Saturday, September 24, 2005

Through Cook Strait Darkly

Although I have lived 50 kilometres from Nelson half my life, I have never been there. It's a shame really, because it sounds like a nice place. It would be good to see it now before it becomes something else, Tauranga II for example. It's just that, well, it's too damned expensive to get there.

A round trip on the Interislander for one man and his car can cost as much as $255. Aside from the three-hourish crossing time, loading and unloading the vehicle can double the time reserved for the trip. Stuff that. For the same time and money I could fly to Fiji baby.

Time and money aren't the only pricetags. The hoo-ha over Toll's latest clanger, the Kaitaki, is a case in point. Toll might have meant well, trying to bring scales of economy to a prohibitively expensive but vital link between the Mainland and the Heartland. Evidence is growing though that the boat is way out of proportion to its surroundings. No-one in Toll considered whether the new boat could hook up at the ferry terminal. Now the Marlborough locals are pissed that the ship's wake is ripping the shit out of their shores. The latest on the latter can be read in detail in the Weekend DomPost offline A12.

Whatever happens, the only winners will be the lawyers. Toll risks losing up to $43 million a year through lost earnings if the Kaitaki is reduced to the speed of Jesus on the Galilee. Cruising the Strait will cost freight handlers and normal people even more in ludicrous tariffs. On the other hand, it would be a cold-blooded Kiwi who supports the shoreline getting carved up by such a blunt instrument. Decisions, decisions...

Instead of just bitching about things, goNZo Freakpower has researched possible solutions. The answer is simple. We need a bridge. Now before you say "Bullshit" and stop reading, please be patient. Imagine, just for a moment, a bridge spanning the Cook Strait from Cape Terawhiti in the north to Rununder Point in the south. Imagine hopping in your car with a bunch of mates and heading across the ditch for the afternoon and splitting the $30 toll between five of you. A World Wonder right here in NZ. Wouldn't it be good?

Engineering has come a long way since our antecedents constructed the Main Trunk Line. The world's longest suspension bridge, the Akashi Kaikyo Bridge in Japan, was built to withstand strong tidal currents, high winds and earthquakes. The Hangzhou Bay Trans-oceanic Bridge is a 36 kilometre long six-lane highway. An NZ version needn't be something like the dumpy, ugly and shortsighted Auckland Harbour Bridge with its cling-ons. One has only to admire the beauty of France's Viaduct de Millau to see what is possible.
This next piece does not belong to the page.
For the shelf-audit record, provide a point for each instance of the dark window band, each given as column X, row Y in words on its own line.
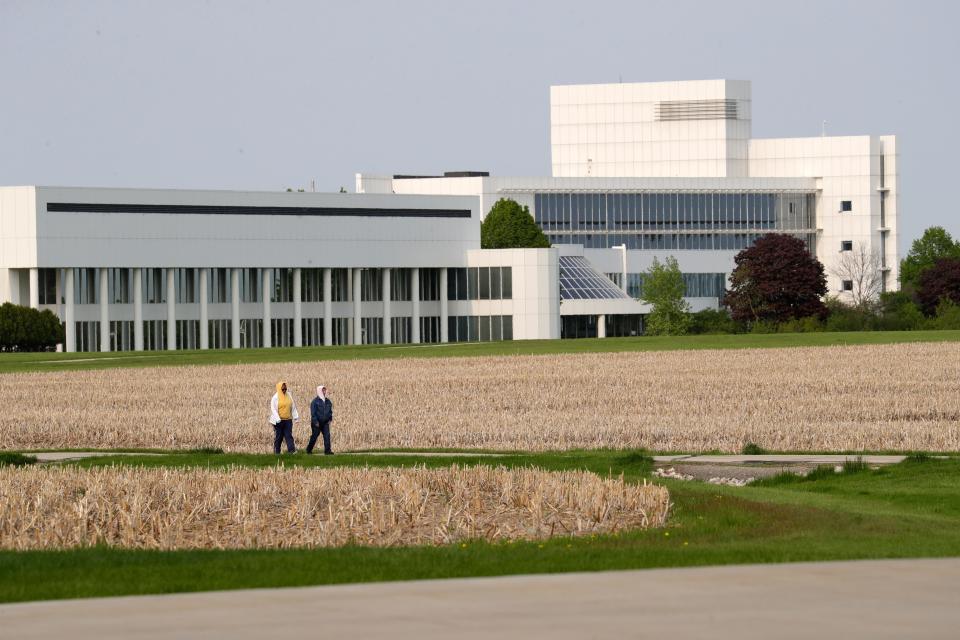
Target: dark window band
column 194, row 209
I was having a smoke with an architect mate of mine last night when I brought this Think goNZo Scheme up. He remains sceptical of a cost-effective way to sink piles in an ocean floor that is up to 270 metres deep across a treacherous stretch of water that straddles a major faultline. However, he reckoned an idea he saw on the Discovery Channel about a Trans-Atlantic tunnel might do it. He's right, it's bloody brilliant idea.

In the spirit of the Ansari X Prize, I would like to see the NZ Government develop what I like to call the goNZo X Prize. Through private funding or government bonds, I would like to see a six- or seven-figure booty to inspire all of us to come up with a viable way to bring NZ together with a physical connection. We live an age of marvels, where dreams converge with the sciences. Space elevators made with carbon nanotubes and powered by lasers are a reality. What else is possible?

Whatever the outcome, the goNZo X Prize scheme would be a hell of a lot more value for money than another year of Judy Bailey.